MOSCOW -- A court in Moscow has handed down a six-year prison sentence for hooliganism to Azat Miftakhov, a postgraduate mathematics student at the Moscow State University who says he was tortured while in custody.
Moscow's Golovinsky district court on January 18 found the 25-year-old guilty of involvement in an arson attack on the ruling United Russia party's office in Moscow in 2018.
Miftakhov has denied the charges, which his lawyers say stem from his anarchist beliefs and support for political prisoners.
Police detained some of the dozens of people gathered in front of the court building to express support for Miftakhov, who was arrested in early 2019 and accused of helping make an improvised bomb found in the city of Balashikha near Moscow.

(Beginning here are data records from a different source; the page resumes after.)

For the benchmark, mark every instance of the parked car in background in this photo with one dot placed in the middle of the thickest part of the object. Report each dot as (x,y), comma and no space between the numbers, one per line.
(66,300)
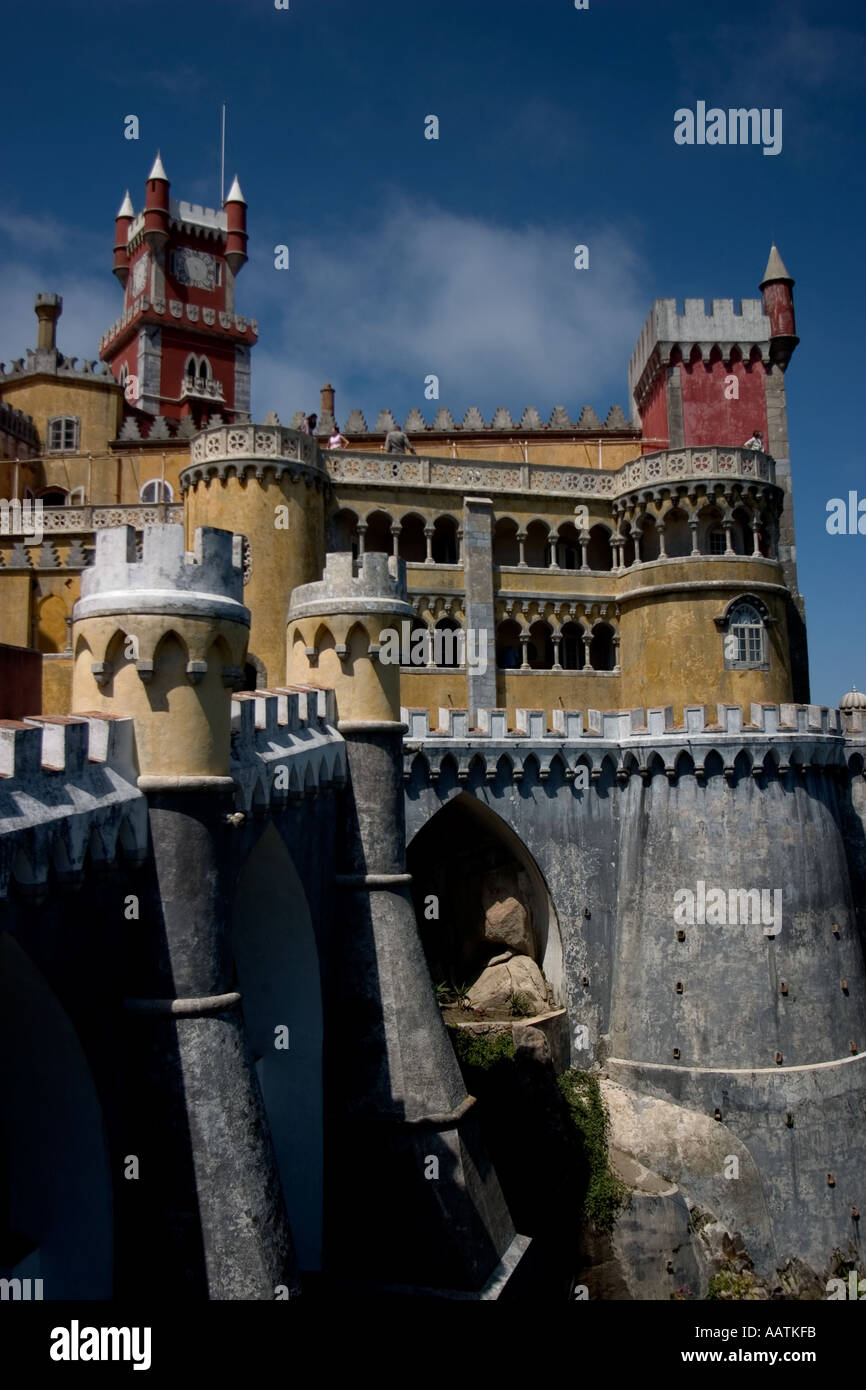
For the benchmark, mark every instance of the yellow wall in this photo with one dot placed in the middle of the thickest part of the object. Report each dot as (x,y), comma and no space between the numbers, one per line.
(15,609)
(282,558)
(181,729)
(97,405)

He was released several days after the initial charge failed to hold, but was rearrested immediately and charged with being involved in the attack on a United Russia office in January 2018.
The Public Monitoring Commission, a human rights group, has said that Miftakhov's body bore the signs of torture, which the student claimed were the result of investigators unsuccessfully attempting to force him to confess to the bomb-making charge.
A prominent Russian human rights organization, Memorial, has recognized Miftakhov as a political prisoner, while mathematician Anatoly Vershik told Novaya gazeta last week that 2,500 mathematicians from 15 countries had signed a letter urging the International Congress of Mathematicians to assist in Miftakhov's release, warning that many of them might not attend the congress gathering in Russia's second-largest city, St. Petersburg, scheduled for July 2022.
Others who were detained along with Miftakhov but later released have also claimed to have been beaten by the police.